Adam et Eve sont donc amants. Depuis un temps sûrement considérables pour nous, pauvres humains. Et Eve rejoint alors Adam à Detroit. Commence la partie la plus longue et pas franchement la plus passionnante du film. Adam et Eve sont dans la maison d'Adam. Ils boivent du sang comme d'autres se font un fix. Ils écoutent de la musique. Ils découvrent des amanites tue-mouches dans le jardin. Wahoo !
Le minimum qu'on puisse dire, c'est que le rythme est lent. Les seules scènes vraiment intéressantes alors sont les sorties nocturnes dans les boulevards de Detroit. ça rappelle un peu une version nocturne de Ghost Dog.
Certes, Adam et Eve se devaient d'être seuls au monde. Sûrement plus le premier couple, mais peut-être bien les derniers humains au monde. Dans ce monde-là, en tout cas.
A part ça, j'avoue que l'ennui m'a bien gagné...
...jusqu'à l'arrivée d'Ava, la sœur d'Eve. L'emmerdeuse (car c'en est une) a réveillé mon intérêt pour le film.
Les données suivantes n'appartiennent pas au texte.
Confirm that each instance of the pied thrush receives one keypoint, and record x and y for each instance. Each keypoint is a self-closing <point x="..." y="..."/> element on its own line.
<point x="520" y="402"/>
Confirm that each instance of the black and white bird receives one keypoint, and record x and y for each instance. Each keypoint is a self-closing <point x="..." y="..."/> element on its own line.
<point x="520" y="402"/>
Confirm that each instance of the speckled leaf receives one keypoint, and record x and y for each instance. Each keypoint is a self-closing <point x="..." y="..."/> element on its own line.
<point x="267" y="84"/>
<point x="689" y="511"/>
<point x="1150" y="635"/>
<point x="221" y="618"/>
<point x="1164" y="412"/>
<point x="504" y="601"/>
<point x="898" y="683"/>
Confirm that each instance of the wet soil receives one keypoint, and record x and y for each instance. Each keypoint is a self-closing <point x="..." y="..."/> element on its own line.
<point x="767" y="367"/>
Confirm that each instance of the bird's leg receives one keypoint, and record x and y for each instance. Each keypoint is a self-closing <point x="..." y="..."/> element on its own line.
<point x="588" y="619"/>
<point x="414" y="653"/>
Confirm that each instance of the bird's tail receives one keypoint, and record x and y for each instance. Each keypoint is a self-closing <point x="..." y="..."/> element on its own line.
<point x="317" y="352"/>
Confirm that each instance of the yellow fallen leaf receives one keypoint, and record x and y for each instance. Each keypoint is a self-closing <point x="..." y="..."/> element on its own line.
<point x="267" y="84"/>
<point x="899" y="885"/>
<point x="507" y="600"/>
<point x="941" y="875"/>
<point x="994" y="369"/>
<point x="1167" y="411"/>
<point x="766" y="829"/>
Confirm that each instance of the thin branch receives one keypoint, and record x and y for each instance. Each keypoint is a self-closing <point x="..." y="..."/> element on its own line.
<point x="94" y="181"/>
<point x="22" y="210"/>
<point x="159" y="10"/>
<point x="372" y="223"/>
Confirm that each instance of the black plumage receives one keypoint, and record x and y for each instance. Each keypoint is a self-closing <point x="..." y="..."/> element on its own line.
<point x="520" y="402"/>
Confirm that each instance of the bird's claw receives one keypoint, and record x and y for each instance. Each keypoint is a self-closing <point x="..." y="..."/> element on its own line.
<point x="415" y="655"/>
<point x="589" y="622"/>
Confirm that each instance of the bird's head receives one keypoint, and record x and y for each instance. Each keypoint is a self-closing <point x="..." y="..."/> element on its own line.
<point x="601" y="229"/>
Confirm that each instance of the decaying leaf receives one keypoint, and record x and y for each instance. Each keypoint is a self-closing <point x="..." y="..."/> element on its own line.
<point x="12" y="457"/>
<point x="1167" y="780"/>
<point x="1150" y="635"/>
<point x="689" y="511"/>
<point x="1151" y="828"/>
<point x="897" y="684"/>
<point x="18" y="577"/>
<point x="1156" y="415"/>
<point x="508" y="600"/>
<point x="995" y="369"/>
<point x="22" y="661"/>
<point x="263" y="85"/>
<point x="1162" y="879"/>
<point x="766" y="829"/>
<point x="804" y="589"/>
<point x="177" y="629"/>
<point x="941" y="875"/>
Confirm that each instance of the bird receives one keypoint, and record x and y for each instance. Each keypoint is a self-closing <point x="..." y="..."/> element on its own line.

Mais là, je n'en dirais pas plus.
Esthétiquement très travaillé, le film propose une vision assez particulière du thème des vampires, des personnages qui brûlent leur propre vie. Jarmusch reprend à son compte diverses visions du thème. Le vampire rockeur (comme le Lestat d'Anne Rice), le vampire-drogué (comme dans The Addiction, la magnifique film d'Abel Ferrara). Quelques notes d'humour viennent ponctuer l'ensemble.
Mais il faut bien admettre que la lenteur excessive m'a ôté une grande partie de l'intérêt que je pouvais avoir pour le film.